Position and function of amino acids under positive selection
Our data suggest that amino acids under positive selection are more often exposed to the solvent than expected by chance. However, this result should be viewed with caution because it is based on a relatively low number of amino acids, and this result reflects the data of only some of the sampled proteins; for others, we could not reject the null hypothesis. Some studies have led to similar conclusions, on an ad hoc basis, but without addressing this issue at a large scale. For instance, amino acids under positive selection were identified in Toll-like receptor (Fornůsková et al., 2013), which are likely involved in species-specific recognition of lipopolysaccharide of gram-negative bacteria. In the particular case of our medium-scale study, more data on the position of amino acids and of associated 3D structures will need to be gathered to reach firm conclusions on this point. Our new results about the position of amino acids suggest that positive selection affected preferentially amino acids involved in interactions with partners rather than other functions of the proteins, as most such amino acids are located at the surface rather than in the vicinity of an eventual enzymatic pocket.

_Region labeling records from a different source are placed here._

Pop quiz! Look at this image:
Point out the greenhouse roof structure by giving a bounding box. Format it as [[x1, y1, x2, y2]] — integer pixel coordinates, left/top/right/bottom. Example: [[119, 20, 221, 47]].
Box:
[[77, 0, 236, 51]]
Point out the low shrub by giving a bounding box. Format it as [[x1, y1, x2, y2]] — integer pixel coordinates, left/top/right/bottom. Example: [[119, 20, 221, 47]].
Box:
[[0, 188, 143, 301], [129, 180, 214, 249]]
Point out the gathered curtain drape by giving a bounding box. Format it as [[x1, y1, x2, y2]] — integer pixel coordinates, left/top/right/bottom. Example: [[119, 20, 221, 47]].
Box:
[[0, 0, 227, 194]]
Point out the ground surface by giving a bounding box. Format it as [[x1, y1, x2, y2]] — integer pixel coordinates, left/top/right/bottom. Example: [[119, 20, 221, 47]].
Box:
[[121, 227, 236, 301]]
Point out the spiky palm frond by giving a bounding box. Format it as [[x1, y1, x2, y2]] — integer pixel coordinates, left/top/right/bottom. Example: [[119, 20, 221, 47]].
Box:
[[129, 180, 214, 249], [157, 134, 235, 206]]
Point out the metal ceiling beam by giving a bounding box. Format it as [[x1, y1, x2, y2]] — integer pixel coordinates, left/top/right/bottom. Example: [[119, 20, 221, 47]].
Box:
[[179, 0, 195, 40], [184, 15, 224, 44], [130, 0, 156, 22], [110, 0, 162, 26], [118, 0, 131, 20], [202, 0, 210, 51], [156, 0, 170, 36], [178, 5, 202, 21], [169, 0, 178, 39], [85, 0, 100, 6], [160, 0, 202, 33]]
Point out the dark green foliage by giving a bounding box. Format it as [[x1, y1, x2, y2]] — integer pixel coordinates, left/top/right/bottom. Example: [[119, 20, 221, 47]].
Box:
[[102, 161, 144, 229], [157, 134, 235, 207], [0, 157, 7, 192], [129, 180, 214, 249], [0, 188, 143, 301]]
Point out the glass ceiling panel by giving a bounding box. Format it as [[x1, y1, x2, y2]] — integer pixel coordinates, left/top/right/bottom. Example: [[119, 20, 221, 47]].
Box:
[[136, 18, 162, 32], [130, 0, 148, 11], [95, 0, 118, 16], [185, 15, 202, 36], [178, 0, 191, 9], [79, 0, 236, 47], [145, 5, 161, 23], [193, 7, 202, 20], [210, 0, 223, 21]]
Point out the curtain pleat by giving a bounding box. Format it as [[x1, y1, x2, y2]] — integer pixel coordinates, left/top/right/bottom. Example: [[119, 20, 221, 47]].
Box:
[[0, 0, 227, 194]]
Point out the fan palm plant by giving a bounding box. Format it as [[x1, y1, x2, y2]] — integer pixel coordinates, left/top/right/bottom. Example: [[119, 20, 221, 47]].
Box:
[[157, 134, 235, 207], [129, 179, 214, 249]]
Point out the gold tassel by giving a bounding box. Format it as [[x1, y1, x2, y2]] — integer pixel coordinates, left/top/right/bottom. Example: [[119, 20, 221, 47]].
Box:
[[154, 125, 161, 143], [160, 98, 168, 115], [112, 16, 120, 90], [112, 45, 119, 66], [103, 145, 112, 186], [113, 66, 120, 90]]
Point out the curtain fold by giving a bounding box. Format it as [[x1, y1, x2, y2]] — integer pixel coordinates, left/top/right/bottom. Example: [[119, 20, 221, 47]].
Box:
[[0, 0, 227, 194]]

Ultimately, we have confirmed here that MFGE8 was under positive selection in the dog and in the human/chimpanzee clade. This protein binds to the zona pellucida of unfertilised (but not fertilised) oocytes, because recombinant protein or specific antibody raised against MFGE8 competitively inhibit sperm-egg interaction. For this protein, positioning the positively selected amino acids on a 3D model was particularly informative. In particular, ten sites under positive selection (92R, 94T, 149L, 152H, 214T, 259L, 279V, 281G, 285N, 312S) are located within or in the vicinity of the three β-hairpin loops also called ‘spikes’, which allow interaction with phospholipids and between membranes (Rodrigues et al., 2013). Interestingly, among the whole family of F5/8 type C domains, there is a particularly high variability in the domain interfaces. One can then hypothesise that the position of the amino acids under positive selection on a same platform, displayed by the alignment of the spikes, provides support to the hypothesis that both F5/8 type C domains participate in a species-dependent function of MFGE8. More generally and as observed in our previous work on the evolution of genes encoding Odorant Binding Proteins and proteins involved in gamete fertilisation, amino acids under positive selection are located almost always at the surface of the proteins rather than in the vicinity of the enzymatic pocket or other functional domain (Meslin et al., 2011, 2012). This suggests that this evolution is driven by species-dependent interaction with partners, as described for example for the positively selected sites on the surface glycoprotein (G) of infectious hematopoietic necrosis virus (LaPatra et al., 2008).